It is dark out there. Well, not the moon. Just getting dark.

The moon has entered its final sprint before the New Moon. The illuminated chunk you see is shrinking. Fast. Tonight on July 9 2026 NASA’s Daily Moon Guide puts us at Waning Crescent with only 34 percent of the surface catching any light.

Go look up.

Barely anything there without binoculars. Just the Oceanus Procellarum. The Kepler Crater. If you’ve got gear though you’ll spot the Grimaldi Basin and Mare Humorum too. The Gassendi Crater shows up for the tech-heads. It is a ghost. Almost gone.

“The portion lit by the Sun changes.”

Why do we bother tracking it? Because the moon is a clock. It ticks 29.5 Earth days per orbit. Eight distinct phases in that time. The same side always faces us. Tidal lock does its work. But the angle changes. The sunlight shifts.

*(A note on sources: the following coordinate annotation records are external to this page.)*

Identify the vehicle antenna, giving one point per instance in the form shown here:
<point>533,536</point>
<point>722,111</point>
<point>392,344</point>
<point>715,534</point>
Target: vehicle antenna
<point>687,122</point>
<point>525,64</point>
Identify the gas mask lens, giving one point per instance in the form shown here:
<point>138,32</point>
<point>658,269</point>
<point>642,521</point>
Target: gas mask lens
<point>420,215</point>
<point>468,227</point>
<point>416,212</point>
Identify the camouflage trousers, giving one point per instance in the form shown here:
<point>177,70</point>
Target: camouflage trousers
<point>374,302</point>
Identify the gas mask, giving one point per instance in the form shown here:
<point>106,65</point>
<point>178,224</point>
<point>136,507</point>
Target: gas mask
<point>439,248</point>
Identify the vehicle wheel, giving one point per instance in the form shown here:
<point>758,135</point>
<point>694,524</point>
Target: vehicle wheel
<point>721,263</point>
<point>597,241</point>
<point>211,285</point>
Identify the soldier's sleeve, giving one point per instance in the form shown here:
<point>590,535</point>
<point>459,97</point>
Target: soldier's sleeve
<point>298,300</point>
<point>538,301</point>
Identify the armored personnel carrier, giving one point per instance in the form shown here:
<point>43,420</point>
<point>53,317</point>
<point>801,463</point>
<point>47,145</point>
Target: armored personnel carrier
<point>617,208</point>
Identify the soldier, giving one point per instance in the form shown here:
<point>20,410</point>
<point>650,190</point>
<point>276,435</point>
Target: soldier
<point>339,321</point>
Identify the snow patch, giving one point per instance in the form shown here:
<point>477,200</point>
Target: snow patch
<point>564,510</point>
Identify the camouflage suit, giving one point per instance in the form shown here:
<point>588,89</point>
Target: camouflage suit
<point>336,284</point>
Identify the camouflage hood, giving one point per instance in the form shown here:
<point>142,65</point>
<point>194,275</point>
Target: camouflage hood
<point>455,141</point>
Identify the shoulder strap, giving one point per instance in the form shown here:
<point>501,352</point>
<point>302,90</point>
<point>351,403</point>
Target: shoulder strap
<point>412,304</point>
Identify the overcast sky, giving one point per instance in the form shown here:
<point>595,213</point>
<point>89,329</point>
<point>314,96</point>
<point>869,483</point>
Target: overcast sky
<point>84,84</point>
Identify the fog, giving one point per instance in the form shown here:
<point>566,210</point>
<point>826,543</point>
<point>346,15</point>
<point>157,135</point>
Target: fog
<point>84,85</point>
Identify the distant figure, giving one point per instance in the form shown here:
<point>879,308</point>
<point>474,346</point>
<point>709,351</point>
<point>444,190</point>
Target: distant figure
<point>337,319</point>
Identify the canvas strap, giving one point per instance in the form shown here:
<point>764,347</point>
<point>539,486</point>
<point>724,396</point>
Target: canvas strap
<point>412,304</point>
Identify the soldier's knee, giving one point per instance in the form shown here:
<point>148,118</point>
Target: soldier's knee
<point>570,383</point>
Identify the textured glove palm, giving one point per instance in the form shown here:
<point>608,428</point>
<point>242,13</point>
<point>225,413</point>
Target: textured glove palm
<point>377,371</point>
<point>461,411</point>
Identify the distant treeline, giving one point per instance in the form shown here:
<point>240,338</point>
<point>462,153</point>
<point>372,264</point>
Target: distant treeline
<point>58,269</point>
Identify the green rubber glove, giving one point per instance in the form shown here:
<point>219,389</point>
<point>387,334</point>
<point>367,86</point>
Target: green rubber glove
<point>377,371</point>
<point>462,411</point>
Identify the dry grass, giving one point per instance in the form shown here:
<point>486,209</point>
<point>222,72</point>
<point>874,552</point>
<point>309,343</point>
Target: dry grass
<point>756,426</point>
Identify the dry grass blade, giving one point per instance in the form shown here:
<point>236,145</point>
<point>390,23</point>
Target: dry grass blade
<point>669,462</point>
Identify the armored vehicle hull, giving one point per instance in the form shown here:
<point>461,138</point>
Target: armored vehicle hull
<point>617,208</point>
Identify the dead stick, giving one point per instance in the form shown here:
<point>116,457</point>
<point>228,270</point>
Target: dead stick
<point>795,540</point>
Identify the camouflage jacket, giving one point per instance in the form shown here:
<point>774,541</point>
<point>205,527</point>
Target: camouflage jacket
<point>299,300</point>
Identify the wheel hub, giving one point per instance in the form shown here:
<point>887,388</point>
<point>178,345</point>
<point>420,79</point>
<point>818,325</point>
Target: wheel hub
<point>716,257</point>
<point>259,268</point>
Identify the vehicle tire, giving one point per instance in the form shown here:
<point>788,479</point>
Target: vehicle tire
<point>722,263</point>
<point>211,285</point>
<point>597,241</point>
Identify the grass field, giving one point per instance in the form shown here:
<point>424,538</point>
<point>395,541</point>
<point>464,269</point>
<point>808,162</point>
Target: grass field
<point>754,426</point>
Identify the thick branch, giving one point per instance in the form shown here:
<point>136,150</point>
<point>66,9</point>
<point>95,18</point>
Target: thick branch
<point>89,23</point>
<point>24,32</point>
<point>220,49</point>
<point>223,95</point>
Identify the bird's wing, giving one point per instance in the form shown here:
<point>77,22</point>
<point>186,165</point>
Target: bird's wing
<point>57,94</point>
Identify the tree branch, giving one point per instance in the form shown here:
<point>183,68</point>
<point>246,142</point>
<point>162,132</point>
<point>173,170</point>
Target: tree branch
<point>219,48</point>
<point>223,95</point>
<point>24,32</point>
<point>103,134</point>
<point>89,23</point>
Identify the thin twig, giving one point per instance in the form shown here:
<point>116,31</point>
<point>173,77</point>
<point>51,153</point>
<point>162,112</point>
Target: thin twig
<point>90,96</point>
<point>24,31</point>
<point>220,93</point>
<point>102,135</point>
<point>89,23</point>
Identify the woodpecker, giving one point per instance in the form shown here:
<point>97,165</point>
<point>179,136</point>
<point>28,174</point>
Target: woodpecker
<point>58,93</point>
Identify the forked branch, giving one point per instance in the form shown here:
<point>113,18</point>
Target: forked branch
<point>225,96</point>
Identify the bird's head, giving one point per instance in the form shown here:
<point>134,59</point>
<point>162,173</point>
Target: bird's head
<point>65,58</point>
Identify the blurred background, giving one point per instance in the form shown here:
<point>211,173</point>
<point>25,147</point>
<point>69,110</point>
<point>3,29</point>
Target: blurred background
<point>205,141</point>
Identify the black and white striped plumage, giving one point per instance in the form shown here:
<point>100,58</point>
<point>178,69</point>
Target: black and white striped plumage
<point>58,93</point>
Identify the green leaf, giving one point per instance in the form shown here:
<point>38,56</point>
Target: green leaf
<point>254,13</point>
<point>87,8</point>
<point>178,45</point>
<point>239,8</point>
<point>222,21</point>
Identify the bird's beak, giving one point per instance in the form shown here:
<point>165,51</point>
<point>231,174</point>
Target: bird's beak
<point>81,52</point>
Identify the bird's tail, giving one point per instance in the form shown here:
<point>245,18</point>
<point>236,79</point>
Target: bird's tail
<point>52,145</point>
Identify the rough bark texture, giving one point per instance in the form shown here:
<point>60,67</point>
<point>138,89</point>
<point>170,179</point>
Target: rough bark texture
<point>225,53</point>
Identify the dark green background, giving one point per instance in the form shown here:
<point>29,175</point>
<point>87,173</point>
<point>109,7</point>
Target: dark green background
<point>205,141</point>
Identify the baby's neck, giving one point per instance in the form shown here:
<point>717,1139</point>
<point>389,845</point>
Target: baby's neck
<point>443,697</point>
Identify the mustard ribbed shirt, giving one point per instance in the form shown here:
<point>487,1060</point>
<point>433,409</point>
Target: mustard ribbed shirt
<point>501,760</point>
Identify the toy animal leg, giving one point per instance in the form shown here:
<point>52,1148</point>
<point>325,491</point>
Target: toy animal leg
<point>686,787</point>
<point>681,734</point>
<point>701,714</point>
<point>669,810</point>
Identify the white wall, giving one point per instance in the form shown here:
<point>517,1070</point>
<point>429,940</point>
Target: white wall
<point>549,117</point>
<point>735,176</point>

That shift is what makes the moon change shape. Not the rock itself. Just the shadow play.

The cycle

The pattern repeats. It has for billions of years. Here is how it breaks down for those in the Northern Hemisphere who actually care about this stuff:

  • New Moon : Total blackout. The moon sits between us and the sun. The side we see faces the dark. It is invisible.
  • Waxing Crescent : A sliver of light creeps in. Right side only.
  • First Quarter : Half-lit. Looks like a half-moon because well… it is. Right side.
  • Waxing Gibbous : More than half. Still not full. Almost there.
  • Full Moon : The big reveal. The entire face is lit. You don’t need binoculars for this one.
  • Waning Gibbous : The light starts dying. Right side fades first.
  • Third Quarter : The other half-moon. Now the left side gets the attention.
  • Waning Crescent : Just a sliver left on the left side. Then dark. Again.

The next full moon waits until July 29. Thirteen days away. The light grows back.

But for tonight.

We get the waning crescent. A faint smudge against the black. It disappears for a bit. The moon knows when to rest. We don’t always have the patience to wait.